Rajeev Yadav, general secretary of Rihai Manch, a Uttar Pradesh-based human rights advocacy group suggested in the current political climate, hate crimes are a shortcut to a political career. “If you commit a hate crime, you will become famous and be able to enter politics,” said Yadav. “This is why videos of hate crimes are shot and distributed by the accused himself. It is a career-advancement tool.”
The impact of these self-shot assault videos is significant, reaching people across the country in a matter of days. In Delhi’s Sangam Vihar neighbourhood, Scroll.in found that Muslim vendors in the markets were aware of the incidents of assault in Mathura and Indore.
However, at the same time, none of them were afraid that such incidents would take place in the capital given that the Bharatiya Janata Party is not in power in the city. They indicated that the support of the civic administration was essential for this sort of hate crime to have an impact.

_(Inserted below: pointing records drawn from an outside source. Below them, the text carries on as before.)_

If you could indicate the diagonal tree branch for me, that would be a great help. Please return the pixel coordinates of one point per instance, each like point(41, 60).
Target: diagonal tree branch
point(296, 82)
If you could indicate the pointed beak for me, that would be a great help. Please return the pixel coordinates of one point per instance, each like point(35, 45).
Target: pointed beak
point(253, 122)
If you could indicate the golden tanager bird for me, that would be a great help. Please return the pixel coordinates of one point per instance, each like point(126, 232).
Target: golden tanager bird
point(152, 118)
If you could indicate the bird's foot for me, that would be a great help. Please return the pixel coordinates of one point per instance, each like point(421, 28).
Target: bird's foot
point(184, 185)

“It is the capital, it is a city and [Chief Minister Arvind] Kejriwal is in power here,” said Mohammad Nayab, a 65-year-old fruit vendor who has been working in Delhi for over 20 years. “He [Kejriwal] does not support Hindutva.”

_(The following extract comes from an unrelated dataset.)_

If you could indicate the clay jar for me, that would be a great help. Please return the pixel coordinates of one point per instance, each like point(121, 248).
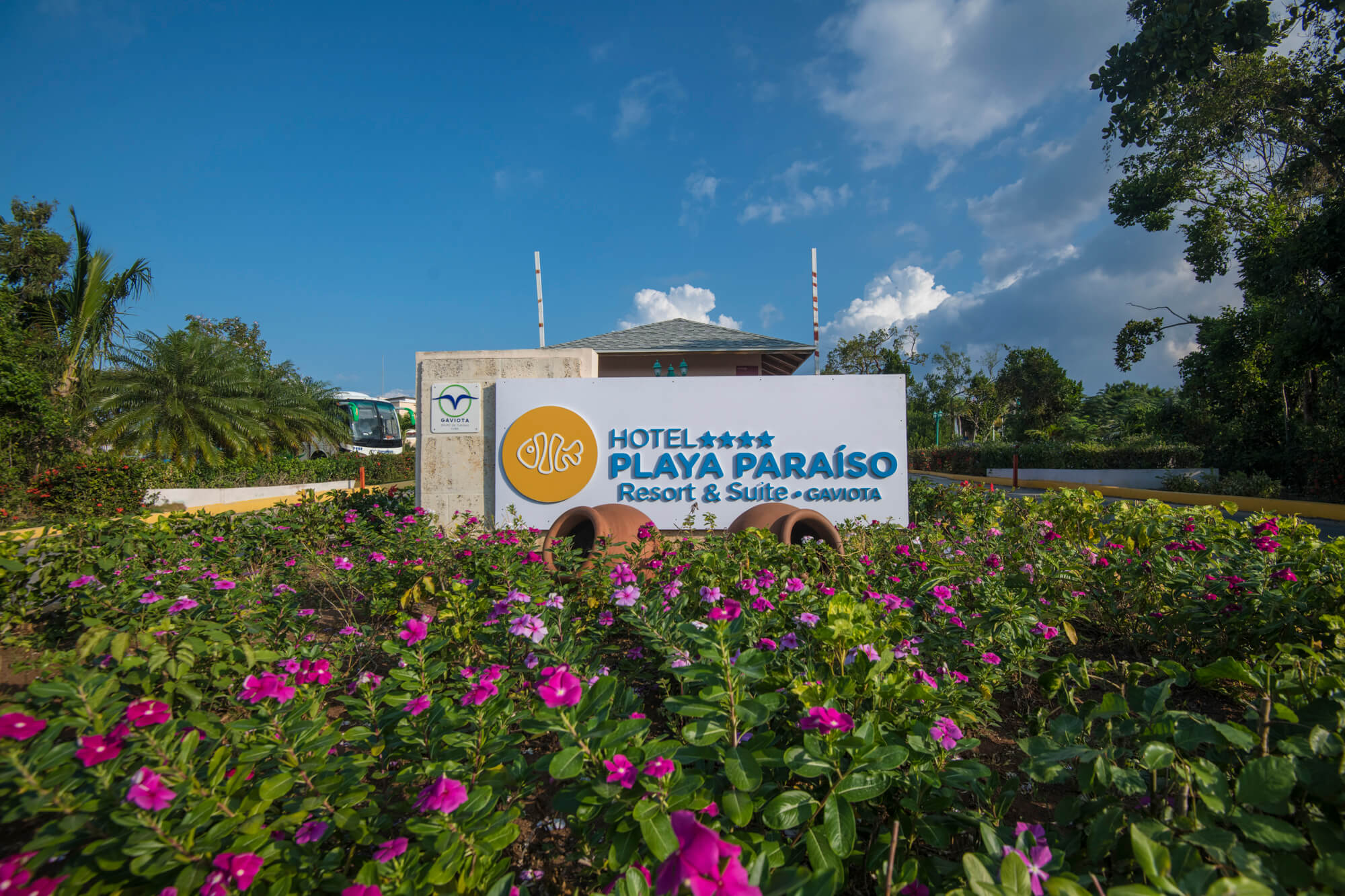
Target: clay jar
point(792, 525)
point(586, 526)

In fact, Nayab claimed that such attacks only took place in villages and small towns.
Other vendors said marketplaces were occupied by traders belonging to various faiths and that they depended on one another for their businesses to work.
“We are all working together and the only reason no one buys is because people do not have the money to spend,” said Mohammad Sohail, a poultry seller, who dispelled any concerns of a religious segregation between vendors. “In Delhi, people are safer from such incidents.”